Rousseau n'a garde de mettre en opposition la musique française et la musique italienne en général. Si peu qu'il en sache, il en sait assez pour n'ignorer point que les raisons pour lesquelles il rebute Rameau tomberaient également sur les Italiens d'une époque passée, mais toute récente encore, sur Monteverde, Stradella, Carissimi et d'autres, pour ne rien dire de Lulli, dont il fait un Français. La formation et la conception musicale de Rameau l'apparente à ces grands maîtres et, si son art est profondément français, s'il l'est comme du Descartes et comme du Racine, ce caractère national s'y allie à des traces non moins profondes d'influences italiennes du XVIIe siècle. La musique de Rameau et cette ancienne musique de l'Italie sont plutôt deux provinces du même royaume que deux royaumes indépendants. Aussi Rousseau les enveloppe-t-il dans la même condamnation, et voici quelques-unes des formules de l'horreur qu'elles lui inspirent en cette saison : "ridicule emphase de science harmonique, pédantesque prétention de doctrine… musique méthodique, mais sans génie, sans invention et sans goût."

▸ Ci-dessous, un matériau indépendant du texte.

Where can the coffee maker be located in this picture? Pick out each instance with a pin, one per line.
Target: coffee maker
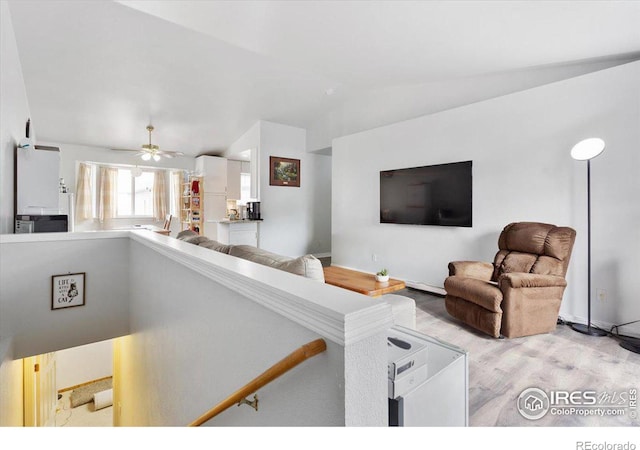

"Tout cela n'aboutissant qu'à faire du bruit, ainsi que la plupart de nos chœurs si admirés, est également indigne d'occuper la plume d'un homme de talent et l'attention d'un homme de goût. A l'égard des contre-fugues, double fugues, fugues renversées, basses contraintes et autres sottises difficiles que l'oreille ne peut souffrir et que la raison ne peut justifier, ce sont évidemment des restes de barbarie et de mauvais goût, qui ne subsistent, comme les portails de nos églises gothiques, que pour le honte de ceux qui ont eu la patience de le faire."

Mais les Français ne supporteront plus cela, parce qu'en l'an de grâce 1752 les "bouffons" sont venus "leur déboucher les oreilles". Il avait fallu que les oreilles italiennes commençassent par se déboucher elles-mêmes. La thèse formelle de Rousseau est que cela est arrivé du jour où la France a perdu toute influence sur les musiciens italiens. C'est l'élément français qui gâtait les dons naturels de l'Italie, parce que tout ce qui en musique est antimusical est français. Ce sont deux termes équivalents.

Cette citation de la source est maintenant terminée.